Good-o, Francis thought, padding back to his chair with the last of the Scotch in his glass, Kay’s there. Maybe she’ll make herself useful. Do something right for a change. Last week she’d shown up in baggy jeans, hair all over the place, two hours late to take Coco to the vet’s. If anyone saw her like that they’d want to know what had happened to the prodigy girl, the first prize winner at the Music Conservatory.

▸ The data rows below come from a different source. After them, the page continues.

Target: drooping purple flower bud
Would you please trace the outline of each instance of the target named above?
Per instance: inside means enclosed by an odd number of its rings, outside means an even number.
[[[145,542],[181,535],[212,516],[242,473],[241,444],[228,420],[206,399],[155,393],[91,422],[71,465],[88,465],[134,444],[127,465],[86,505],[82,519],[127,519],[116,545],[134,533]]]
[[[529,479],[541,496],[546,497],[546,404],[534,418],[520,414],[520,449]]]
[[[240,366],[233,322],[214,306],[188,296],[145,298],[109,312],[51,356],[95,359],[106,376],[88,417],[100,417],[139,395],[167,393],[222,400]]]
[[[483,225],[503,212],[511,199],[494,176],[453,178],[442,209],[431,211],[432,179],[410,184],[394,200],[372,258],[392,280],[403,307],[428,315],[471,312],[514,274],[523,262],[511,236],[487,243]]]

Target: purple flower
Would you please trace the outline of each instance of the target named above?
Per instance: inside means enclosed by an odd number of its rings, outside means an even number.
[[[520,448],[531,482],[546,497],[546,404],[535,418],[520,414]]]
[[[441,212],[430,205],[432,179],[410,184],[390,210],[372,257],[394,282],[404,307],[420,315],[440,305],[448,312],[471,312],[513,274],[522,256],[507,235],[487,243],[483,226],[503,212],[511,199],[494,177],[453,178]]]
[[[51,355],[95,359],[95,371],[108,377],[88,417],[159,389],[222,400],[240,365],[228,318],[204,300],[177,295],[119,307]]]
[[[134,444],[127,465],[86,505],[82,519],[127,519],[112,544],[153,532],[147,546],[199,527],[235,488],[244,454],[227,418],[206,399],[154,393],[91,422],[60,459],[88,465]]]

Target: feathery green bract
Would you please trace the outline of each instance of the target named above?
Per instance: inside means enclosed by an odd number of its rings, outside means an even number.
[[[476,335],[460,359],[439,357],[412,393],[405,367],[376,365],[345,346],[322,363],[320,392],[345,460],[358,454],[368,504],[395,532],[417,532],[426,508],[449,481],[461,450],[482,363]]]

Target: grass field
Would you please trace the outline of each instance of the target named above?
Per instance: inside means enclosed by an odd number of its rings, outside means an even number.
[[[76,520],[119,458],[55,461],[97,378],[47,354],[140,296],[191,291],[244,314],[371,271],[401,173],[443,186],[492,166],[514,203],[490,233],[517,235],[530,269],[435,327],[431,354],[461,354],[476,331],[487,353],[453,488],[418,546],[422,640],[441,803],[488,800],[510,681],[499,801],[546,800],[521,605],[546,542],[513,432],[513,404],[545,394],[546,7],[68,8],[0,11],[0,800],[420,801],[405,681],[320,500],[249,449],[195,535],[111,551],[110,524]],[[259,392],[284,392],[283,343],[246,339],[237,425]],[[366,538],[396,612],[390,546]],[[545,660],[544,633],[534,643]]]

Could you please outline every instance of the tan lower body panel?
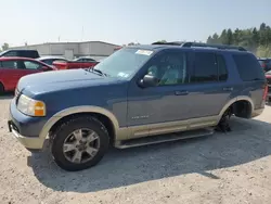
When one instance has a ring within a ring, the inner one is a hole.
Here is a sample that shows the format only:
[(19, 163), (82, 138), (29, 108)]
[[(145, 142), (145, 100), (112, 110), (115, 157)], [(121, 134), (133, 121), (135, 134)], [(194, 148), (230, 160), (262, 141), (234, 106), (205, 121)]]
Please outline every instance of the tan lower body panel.
[(209, 116), (201, 118), (192, 118), (179, 122), (167, 122), (159, 124), (150, 124), (142, 126), (132, 126), (120, 128), (117, 133), (117, 141), (142, 138), (146, 136), (157, 136), (163, 133), (171, 133), (178, 131), (186, 131), (197, 128), (216, 126), (219, 122), (219, 116)]

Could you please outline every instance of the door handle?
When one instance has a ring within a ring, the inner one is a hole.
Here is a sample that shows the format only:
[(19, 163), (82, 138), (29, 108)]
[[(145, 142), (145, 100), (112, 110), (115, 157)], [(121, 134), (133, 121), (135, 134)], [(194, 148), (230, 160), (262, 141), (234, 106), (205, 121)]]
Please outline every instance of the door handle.
[(233, 87), (224, 87), (223, 91), (233, 91)]
[(189, 91), (175, 91), (176, 95), (185, 95), (189, 94)]

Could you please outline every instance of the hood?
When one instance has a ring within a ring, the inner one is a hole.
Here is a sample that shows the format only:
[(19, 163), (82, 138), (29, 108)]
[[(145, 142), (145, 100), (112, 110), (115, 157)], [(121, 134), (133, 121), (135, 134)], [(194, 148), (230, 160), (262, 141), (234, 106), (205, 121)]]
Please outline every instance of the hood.
[(20, 92), (33, 94), (67, 89), (86, 88), (118, 82), (116, 78), (96, 75), (85, 69), (44, 72), (24, 76), (17, 84)]

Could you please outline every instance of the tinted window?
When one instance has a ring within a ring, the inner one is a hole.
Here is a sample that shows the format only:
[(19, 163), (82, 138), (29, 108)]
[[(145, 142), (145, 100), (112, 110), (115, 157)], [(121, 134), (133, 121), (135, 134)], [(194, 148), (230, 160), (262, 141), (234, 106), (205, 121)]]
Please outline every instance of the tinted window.
[(149, 75), (159, 79), (158, 86), (188, 82), (186, 54), (169, 52), (154, 60), (147, 69)]
[(26, 69), (39, 69), (41, 66), (40, 64), (31, 61), (24, 61), (24, 65)]
[(196, 52), (192, 82), (218, 81), (218, 68), (214, 53)]
[(141, 68), (152, 54), (152, 50), (124, 48), (104, 59), (95, 68), (108, 77), (128, 78)]
[(17, 68), (16, 61), (2, 61), (2, 62), (0, 62), (0, 65), (3, 68)]
[(43, 63), (52, 65), (54, 60), (42, 60)]
[(25, 56), (25, 58), (30, 58), (30, 59), (37, 59), (37, 58), (39, 58), (38, 52), (35, 51), (35, 50), (20, 51), (20, 55), (21, 56)]
[(251, 54), (233, 55), (240, 77), (244, 81), (264, 79), (264, 74), (257, 59)]
[(218, 79), (220, 81), (228, 79), (228, 71), (224, 58), (220, 54), (217, 54), (217, 65), (218, 65)]

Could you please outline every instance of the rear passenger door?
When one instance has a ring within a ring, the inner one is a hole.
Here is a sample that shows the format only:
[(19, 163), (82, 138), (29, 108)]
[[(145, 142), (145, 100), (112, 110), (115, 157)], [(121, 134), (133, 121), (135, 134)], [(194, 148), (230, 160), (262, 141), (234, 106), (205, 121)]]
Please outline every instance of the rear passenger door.
[(191, 117), (218, 115), (233, 91), (225, 59), (215, 51), (195, 51), (193, 62), (188, 90)]
[(263, 89), (266, 76), (255, 55), (251, 53), (235, 53), (233, 60), (240, 75), (241, 91), (238, 94), (251, 98), (255, 109), (264, 106)]

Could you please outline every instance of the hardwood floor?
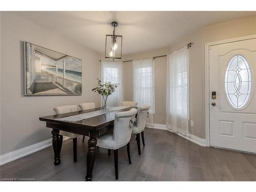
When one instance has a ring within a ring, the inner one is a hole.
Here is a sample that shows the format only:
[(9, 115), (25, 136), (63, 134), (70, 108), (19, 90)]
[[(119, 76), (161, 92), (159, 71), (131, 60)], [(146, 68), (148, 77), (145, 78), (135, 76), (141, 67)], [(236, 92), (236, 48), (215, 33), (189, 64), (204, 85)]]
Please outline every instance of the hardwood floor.
[[(138, 154), (132, 136), (129, 163), (126, 147), (118, 152), (118, 181), (256, 181), (256, 155), (204, 147), (167, 131), (146, 129), (145, 146)], [(49, 147), (0, 166), (2, 178), (34, 178), (36, 181), (84, 181), (87, 142), (77, 140), (77, 162), (73, 160), (72, 140), (63, 142), (61, 163), (53, 165)], [(114, 152), (99, 148), (93, 181), (115, 181)]]

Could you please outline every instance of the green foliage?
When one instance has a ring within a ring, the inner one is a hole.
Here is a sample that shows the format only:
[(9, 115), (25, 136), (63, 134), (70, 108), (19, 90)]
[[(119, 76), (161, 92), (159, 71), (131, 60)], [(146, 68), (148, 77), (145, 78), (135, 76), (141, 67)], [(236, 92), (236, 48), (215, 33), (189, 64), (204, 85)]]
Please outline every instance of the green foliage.
[(111, 82), (106, 82), (102, 83), (101, 80), (98, 80), (98, 84), (97, 86), (93, 88), (92, 91), (94, 93), (97, 92), (99, 94), (106, 97), (115, 92), (116, 88), (118, 87), (119, 83), (112, 83)]

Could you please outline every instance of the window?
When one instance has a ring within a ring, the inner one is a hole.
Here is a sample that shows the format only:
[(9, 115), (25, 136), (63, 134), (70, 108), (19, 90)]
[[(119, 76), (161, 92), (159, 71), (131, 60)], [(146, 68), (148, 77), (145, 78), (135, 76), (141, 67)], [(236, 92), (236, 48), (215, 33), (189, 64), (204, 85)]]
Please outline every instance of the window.
[(155, 113), (154, 61), (152, 58), (133, 61), (133, 98), (138, 106), (151, 106)]
[(249, 65), (243, 56), (231, 58), (225, 76), (226, 95), (235, 109), (242, 109), (248, 102), (251, 93), (251, 75)]
[(166, 124), (174, 132), (188, 134), (189, 55), (186, 46), (167, 56)]
[(121, 62), (101, 61), (101, 80), (102, 82), (118, 83), (115, 92), (108, 98), (108, 107), (121, 105), (123, 100), (122, 63)]

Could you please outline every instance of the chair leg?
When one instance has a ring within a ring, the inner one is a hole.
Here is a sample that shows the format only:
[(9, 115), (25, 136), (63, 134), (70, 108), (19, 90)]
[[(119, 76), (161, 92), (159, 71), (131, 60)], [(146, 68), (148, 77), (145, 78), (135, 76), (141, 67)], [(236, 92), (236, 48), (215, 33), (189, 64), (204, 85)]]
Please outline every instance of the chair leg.
[(74, 162), (76, 162), (76, 146), (77, 143), (77, 138), (73, 138), (73, 152), (74, 155)]
[(83, 137), (82, 137), (82, 142), (83, 143), (84, 142), (84, 138), (86, 136), (84, 135)]
[(145, 146), (145, 141), (144, 141), (144, 131), (141, 132), (141, 139), (142, 139), (142, 143)]
[(129, 160), (129, 164), (132, 164), (132, 161), (131, 161), (131, 155), (130, 154), (130, 141), (126, 144), (126, 150), (127, 155), (128, 155), (128, 159)]
[(118, 150), (114, 150), (114, 159), (115, 160), (115, 174), (117, 180), (118, 179)]
[(136, 134), (137, 138), (137, 145), (138, 146), (138, 151), (139, 152), (139, 155), (140, 155), (140, 134), (138, 133)]

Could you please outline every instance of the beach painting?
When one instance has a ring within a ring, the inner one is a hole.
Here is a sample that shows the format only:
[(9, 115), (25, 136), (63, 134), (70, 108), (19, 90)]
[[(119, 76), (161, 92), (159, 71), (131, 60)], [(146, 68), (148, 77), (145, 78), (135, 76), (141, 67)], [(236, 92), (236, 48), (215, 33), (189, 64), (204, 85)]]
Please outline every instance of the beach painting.
[(81, 95), (82, 60), (24, 42), (25, 95)]

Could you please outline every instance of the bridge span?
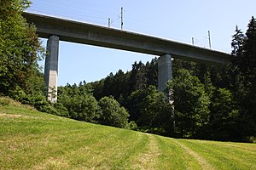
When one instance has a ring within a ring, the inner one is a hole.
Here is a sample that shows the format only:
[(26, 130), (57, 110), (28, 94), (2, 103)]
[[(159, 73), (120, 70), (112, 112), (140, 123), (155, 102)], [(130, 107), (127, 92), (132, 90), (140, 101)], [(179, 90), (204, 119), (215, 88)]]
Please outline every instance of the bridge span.
[(135, 32), (38, 14), (23, 13), (23, 16), (29, 23), (36, 26), (39, 37), (49, 38), (44, 76), (49, 99), (52, 102), (57, 99), (60, 40), (160, 56), (158, 63), (160, 91), (163, 91), (166, 82), (172, 78), (172, 58), (213, 65), (226, 64), (230, 59), (229, 54)]

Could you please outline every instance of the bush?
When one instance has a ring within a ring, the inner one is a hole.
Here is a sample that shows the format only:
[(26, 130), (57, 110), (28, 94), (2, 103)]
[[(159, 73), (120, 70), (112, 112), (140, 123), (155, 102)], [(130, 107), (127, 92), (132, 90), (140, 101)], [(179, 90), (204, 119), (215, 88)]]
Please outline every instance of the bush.
[(0, 106), (9, 105), (9, 99), (7, 98), (0, 98)]
[(112, 96), (101, 99), (99, 106), (102, 113), (99, 120), (100, 124), (123, 128), (128, 124), (129, 114), (127, 110), (121, 107), (119, 103)]
[(62, 104), (55, 103), (53, 106), (59, 112), (60, 116), (68, 117), (68, 110)]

And Francis would have to say he didn’t know. And he didn’t. One minute you had a daughter who was going places and twenty years later you looked up and there she was, still standing in front of you with that same expectant look on her face. What happened to girls? Was it sex? Did sex make them stupid? Victor had never been bright, but Victor was doing all right, still married to Stacy, holding his own at the Ford dealership. Victor was slow but he got there. Kay—smart as a whip—could read music before she was five, and look at her. Dropped out of college to run off with a Gypsy, who in turn ran off with a waitress, went on to have her heart broken by a string of other jerks too numerous to name, worked one menial job after another, never saved a cent, never learned a thing, and now here she was, stuck in a hut in the woods, working at the smallest branch of the county library for peanuts, married to a dreamer as foolish as she. All those lessons. All that talent. Thrown away.